Problems with traditional methods of image indexing [Enser,1995] have led to the rise of interest in techniques for retrieving images on the basis of automatically-derived features such as color, texture and shape – a technology now generally referred to as Content-Based Image Retrieval (CBIR). However, the technology still lacks maturity, and is not yet being used on a significant scale. In the absence of hard evidence on the effectiveness of CBIR techniques in practice, opinion is still sharply divided about their usefulness in handling real-life queries in large and diverse image collections. The concepts which are presently used for CBIR system are all under research.

1.2.2 Images

Let us start with the word “image”. The surrounding world is composed of images. Humans are using their eyes, containing 1.5x10^8 sensors, to obtaining images from the surrounding world in the visible portion of the electromagnetic spectrum (wavelengths between 400 and 700 nanometers). The light changes on the retina are sent to image processor center in the cortex.

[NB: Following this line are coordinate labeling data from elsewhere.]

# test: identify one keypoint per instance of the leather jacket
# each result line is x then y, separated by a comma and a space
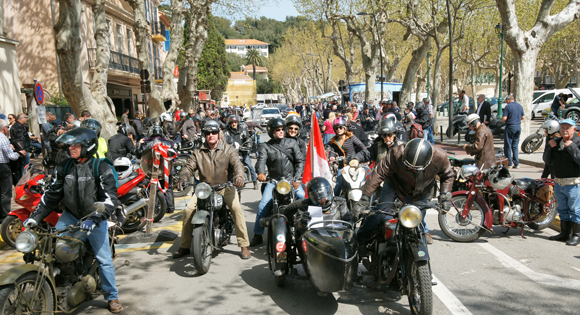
482, 148
215, 166
409, 183
278, 163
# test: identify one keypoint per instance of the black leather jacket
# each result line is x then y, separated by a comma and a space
278, 163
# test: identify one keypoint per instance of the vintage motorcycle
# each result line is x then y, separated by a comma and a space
66, 275
213, 225
494, 197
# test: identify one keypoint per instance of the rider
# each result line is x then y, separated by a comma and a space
412, 169
482, 148
78, 196
217, 163
239, 134
283, 158
154, 136
345, 144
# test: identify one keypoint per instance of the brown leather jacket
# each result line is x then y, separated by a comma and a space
482, 148
215, 166
409, 183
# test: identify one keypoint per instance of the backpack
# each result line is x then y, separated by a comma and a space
96, 165
416, 131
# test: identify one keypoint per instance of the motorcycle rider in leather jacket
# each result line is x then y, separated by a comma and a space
284, 161
238, 133
78, 198
154, 136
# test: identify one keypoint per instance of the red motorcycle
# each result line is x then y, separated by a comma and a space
27, 194
494, 197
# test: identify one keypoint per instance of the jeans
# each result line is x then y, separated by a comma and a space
246, 161
266, 204
99, 241
568, 198
511, 142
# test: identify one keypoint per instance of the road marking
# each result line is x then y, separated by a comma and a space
449, 299
540, 278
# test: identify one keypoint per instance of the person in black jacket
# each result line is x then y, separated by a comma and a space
120, 144
284, 161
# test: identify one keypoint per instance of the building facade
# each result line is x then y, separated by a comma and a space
241, 46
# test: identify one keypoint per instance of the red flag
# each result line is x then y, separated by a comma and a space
316, 162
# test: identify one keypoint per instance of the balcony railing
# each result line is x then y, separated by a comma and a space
118, 61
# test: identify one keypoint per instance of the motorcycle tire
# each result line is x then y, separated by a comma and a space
532, 143
467, 235
546, 220
201, 247
420, 293
11, 228
10, 297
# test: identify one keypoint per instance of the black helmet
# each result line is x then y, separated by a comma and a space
274, 124
210, 125
87, 138
233, 118
418, 154
155, 131
386, 126
293, 120
92, 124
320, 192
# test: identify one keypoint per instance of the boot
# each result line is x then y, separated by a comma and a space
565, 227
257, 240
575, 239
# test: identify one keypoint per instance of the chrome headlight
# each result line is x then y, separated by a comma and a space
26, 241
217, 200
283, 187
468, 170
202, 190
410, 216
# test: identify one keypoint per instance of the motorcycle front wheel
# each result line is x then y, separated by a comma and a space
201, 247
459, 229
19, 300
420, 288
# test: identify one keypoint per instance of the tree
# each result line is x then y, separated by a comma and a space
254, 58
69, 47
213, 73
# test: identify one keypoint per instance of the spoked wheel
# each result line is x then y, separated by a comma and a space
545, 220
420, 288
201, 247
11, 227
20, 300
462, 229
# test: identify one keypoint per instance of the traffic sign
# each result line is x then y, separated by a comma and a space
38, 93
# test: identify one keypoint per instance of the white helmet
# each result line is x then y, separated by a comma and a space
123, 166
551, 126
471, 119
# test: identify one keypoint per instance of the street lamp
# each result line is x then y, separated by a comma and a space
380, 48
499, 32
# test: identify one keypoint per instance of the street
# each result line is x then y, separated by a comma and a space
501, 273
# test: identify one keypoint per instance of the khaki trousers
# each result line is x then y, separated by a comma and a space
231, 199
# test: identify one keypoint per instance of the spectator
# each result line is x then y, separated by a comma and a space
513, 114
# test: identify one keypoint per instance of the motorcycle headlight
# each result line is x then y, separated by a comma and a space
217, 200
26, 241
283, 187
202, 191
410, 216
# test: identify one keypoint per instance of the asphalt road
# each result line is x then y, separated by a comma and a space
501, 273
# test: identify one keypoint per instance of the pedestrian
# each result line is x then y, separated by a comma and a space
513, 114
563, 156
6, 154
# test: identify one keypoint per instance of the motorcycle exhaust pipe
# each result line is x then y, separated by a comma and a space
136, 205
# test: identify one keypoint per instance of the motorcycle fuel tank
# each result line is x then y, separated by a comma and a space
330, 257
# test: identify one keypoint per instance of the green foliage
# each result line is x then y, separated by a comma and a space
213, 72
235, 62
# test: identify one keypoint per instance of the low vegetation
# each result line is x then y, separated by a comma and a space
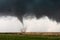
28, 37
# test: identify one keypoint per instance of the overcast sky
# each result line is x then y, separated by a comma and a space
44, 24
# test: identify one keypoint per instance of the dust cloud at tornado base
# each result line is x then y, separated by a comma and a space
44, 24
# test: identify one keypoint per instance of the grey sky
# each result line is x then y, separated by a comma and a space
44, 24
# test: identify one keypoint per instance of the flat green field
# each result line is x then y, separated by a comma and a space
28, 37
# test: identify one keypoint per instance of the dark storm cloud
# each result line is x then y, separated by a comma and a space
50, 8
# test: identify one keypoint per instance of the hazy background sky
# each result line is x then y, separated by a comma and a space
44, 24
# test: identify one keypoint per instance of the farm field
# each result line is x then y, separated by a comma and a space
28, 37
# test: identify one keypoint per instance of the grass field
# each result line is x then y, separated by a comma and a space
28, 37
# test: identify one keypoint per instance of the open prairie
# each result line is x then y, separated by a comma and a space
30, 36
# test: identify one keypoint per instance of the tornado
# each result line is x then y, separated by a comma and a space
39, 8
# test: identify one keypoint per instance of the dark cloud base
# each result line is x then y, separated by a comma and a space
39, 8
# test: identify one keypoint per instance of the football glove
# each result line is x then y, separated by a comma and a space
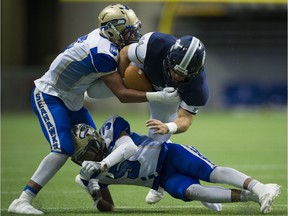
90, 167
94, 191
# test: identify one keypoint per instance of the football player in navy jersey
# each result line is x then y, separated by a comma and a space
119, 156
57, 98
174, 62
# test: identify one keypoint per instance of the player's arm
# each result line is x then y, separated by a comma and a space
124, 60
179, 125
106, 202
115, 83
124, 149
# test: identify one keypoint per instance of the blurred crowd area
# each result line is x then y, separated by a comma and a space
246, 44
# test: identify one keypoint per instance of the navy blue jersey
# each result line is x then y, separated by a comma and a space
194, 93
151, 50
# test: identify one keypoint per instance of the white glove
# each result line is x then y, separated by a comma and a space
90, 167
167, 95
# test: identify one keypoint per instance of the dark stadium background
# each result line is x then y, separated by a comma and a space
246, 45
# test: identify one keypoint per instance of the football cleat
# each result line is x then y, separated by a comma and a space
154, 196
21, 206
267, 196
213, 206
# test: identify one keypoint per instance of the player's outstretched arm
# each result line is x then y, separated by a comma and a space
115, 83
106, 203
180, 125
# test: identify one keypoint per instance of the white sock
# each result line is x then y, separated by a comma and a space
48, 167
27, 195
227, 175
255, 186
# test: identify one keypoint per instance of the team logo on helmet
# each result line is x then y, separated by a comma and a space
120, 25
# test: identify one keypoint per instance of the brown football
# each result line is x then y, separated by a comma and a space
134, 78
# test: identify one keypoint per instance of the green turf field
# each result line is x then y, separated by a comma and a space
254, 143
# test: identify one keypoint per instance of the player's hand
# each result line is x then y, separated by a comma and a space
90, 167
157, 126
94, 190
167, 95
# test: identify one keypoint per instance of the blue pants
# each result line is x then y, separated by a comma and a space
183, 167
56, 121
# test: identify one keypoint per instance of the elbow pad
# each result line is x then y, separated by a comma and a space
124, 150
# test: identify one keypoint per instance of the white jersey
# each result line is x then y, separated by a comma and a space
141, 168
79, 67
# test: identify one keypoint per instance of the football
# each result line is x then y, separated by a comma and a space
134, 78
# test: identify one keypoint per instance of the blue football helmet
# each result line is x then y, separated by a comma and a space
186, 58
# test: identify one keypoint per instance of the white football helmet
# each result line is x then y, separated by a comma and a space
120, 25
88, 144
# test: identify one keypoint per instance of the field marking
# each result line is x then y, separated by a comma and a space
141, 207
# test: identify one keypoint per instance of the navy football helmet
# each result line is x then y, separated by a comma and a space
186, 58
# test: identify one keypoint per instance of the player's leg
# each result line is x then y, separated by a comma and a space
164, 113
216, 194
55, 124
177, 186
265, 192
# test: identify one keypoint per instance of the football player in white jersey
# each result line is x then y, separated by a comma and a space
58, 96
174, 62
119, 156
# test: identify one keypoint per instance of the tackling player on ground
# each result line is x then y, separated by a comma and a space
58, 96
174, 62
120, 156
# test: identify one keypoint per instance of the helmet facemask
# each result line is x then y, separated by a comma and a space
119, 24
186, 58
88, 144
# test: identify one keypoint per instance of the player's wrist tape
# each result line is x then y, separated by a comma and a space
97, 201
152, 96
172, 127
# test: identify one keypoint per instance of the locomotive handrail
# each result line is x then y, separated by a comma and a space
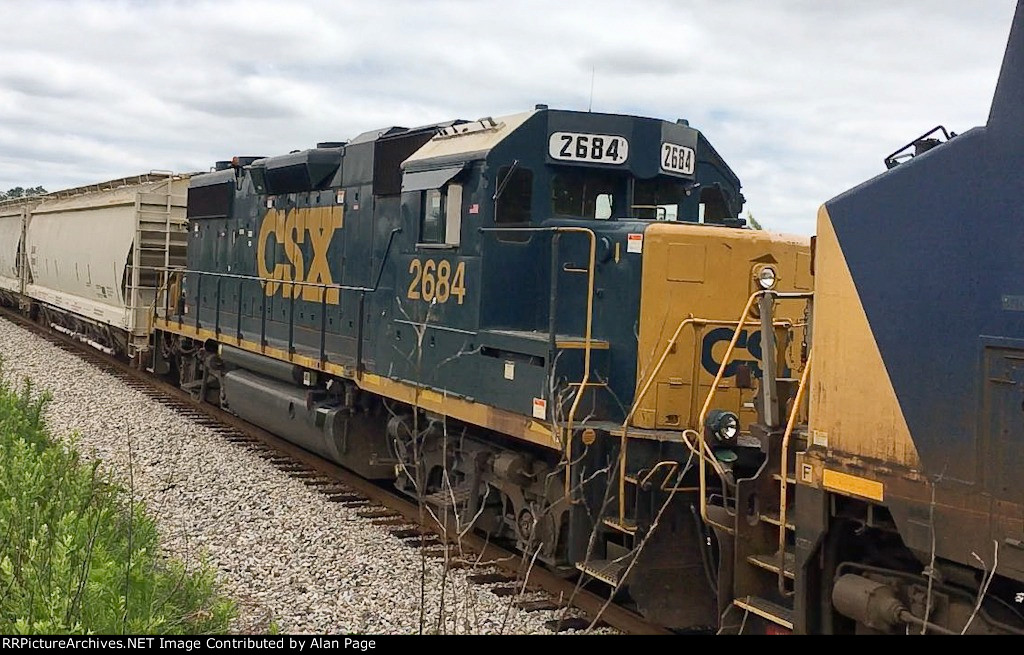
591, 267
705, 448
784, 473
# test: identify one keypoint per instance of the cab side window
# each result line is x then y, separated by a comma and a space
514, 202
432, 215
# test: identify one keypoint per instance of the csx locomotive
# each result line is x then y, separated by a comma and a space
554, 326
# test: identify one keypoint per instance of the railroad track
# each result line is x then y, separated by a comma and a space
406, 520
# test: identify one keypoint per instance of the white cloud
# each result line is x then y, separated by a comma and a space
803, 98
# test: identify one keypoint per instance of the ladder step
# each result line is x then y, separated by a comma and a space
769, 562
766, 610
788, 479
608, 571
772, 516
629, 526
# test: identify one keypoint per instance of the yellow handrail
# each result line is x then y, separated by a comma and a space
784, 471
591, 265
704, 447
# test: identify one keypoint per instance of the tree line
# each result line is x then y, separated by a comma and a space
17, 191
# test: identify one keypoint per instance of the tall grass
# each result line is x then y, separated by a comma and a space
77, 555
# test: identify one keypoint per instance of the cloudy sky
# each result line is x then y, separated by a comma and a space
803, 97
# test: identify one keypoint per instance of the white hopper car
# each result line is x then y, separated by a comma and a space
89, 261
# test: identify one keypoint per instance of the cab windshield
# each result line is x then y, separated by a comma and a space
583, 192
658, 199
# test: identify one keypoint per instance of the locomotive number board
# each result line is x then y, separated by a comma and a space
600, 148
677, 159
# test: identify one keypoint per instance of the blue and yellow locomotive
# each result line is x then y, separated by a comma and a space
516, 318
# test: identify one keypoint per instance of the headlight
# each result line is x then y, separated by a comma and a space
724, 426
766, 277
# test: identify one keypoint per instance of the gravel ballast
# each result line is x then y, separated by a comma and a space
291, 558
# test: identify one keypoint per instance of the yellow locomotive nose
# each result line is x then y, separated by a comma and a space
695, 281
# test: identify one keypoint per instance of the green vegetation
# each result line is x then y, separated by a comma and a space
17, 192
76, 555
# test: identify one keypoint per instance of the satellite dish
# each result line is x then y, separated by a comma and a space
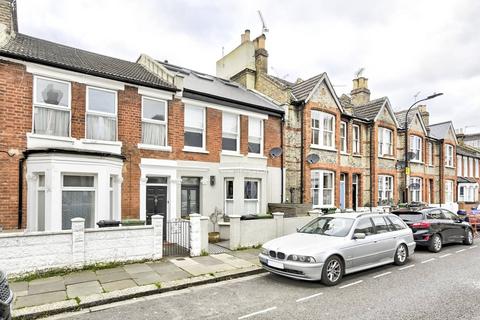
414, 186
313, 158
411, 155
276, 152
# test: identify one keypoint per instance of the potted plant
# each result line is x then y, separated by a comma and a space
214, 236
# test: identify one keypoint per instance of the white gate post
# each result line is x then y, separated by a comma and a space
195, 235
78, 241
157, 223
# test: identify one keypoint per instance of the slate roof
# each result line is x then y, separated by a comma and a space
302, 90
24, 47
221, 89
369, 110
439, 130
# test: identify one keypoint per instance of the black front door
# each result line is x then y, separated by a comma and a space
157, 204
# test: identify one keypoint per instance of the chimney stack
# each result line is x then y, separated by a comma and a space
422, 109
8, 20
360, 92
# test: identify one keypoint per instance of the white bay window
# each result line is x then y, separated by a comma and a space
51, 107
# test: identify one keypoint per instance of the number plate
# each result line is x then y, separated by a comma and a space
275, 264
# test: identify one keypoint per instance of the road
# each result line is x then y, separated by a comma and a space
445, 285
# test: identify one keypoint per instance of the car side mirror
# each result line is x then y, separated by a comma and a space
359, 236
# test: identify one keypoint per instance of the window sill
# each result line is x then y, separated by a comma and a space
256, 155
154, 147
104, 142
48, 137
195, 150
317, 147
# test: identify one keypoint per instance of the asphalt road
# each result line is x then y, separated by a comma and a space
445, 285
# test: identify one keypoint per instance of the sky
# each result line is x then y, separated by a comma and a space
408, 48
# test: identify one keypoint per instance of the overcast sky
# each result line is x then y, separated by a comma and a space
406, 47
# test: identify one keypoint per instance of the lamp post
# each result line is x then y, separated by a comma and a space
407, 161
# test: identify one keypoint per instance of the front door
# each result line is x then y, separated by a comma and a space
157, 204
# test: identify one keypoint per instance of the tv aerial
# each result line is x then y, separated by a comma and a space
264, 26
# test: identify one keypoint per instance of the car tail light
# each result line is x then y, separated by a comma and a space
421, 225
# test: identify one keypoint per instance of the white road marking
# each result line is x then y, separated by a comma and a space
257, 313
309, 297
406, 267
351, 284
429, 260
381, 275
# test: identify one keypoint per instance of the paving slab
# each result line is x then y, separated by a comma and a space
83, 289
40, 299
146, 278
118, 285
137, 268
79, 277
114, 276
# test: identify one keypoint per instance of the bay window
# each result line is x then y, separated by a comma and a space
101, 114
154, 122
230, 132
194, 128
255, 135
51, 107
416, 148
385, 190
322, 184
323, 129
385, 142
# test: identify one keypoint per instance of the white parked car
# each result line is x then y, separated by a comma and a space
333, 245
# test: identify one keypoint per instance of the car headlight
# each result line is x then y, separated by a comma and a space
299, 258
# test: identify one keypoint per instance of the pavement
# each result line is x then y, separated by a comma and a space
440, 286
84, 289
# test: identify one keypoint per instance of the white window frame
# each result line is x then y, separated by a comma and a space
430, 153
321, 116
383, 188
261, 136
356, 139
157, 122
100, 113
448, 191
343, 137
193, 129
449, 155
321, 190
231, 133
51, 106
416, 147
385, 146
416, 195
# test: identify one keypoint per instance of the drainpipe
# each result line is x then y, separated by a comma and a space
20, 192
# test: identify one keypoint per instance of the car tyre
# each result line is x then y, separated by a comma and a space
401, 255
332, 272
468, 237
435, 243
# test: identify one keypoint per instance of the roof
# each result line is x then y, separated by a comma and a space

In the image database systems geographical maps, pictures, medical images, pictures in medical atlases, pictures obtaining by cameras, microscopes, telescopes, video cameras, paintings, drawings and architectures plans, drawings of industrial parts, space images are considered as images.

There are different models for color image representation. In the seventeen century Sir Isaac Newton showed that a beam of sunlight passing through a glass prism comes into view as a rainbow of colors. Therefore, he first understood that white light is composed of many colors. Typically, the computer screen can display 2^8 or 256 different shades of gray. For color images this makes 2^(3x8) = 16,777,216 different colors.

Clerk Maxwell showed in the late nineteen century that every color image cough be created using three images – Red, green and Blue image. A mix of these three images can produce every color. This model, named RGB model, is primarily used in image representation. The RGB image could be presented as a triple(R, G, B) where usually R, G, and B take values in the range [0, 255]. Another color model is YIQ model (lamination (Y) , phase (I), quadrature phase (Q)). It is the base for the color television standard. Images are presented in computers as a matrix of pixels. They have finite area. If we decrease the pixel dimension the pixel brightness will become close to the real brightness. The same image with different pixel dimension is shown below.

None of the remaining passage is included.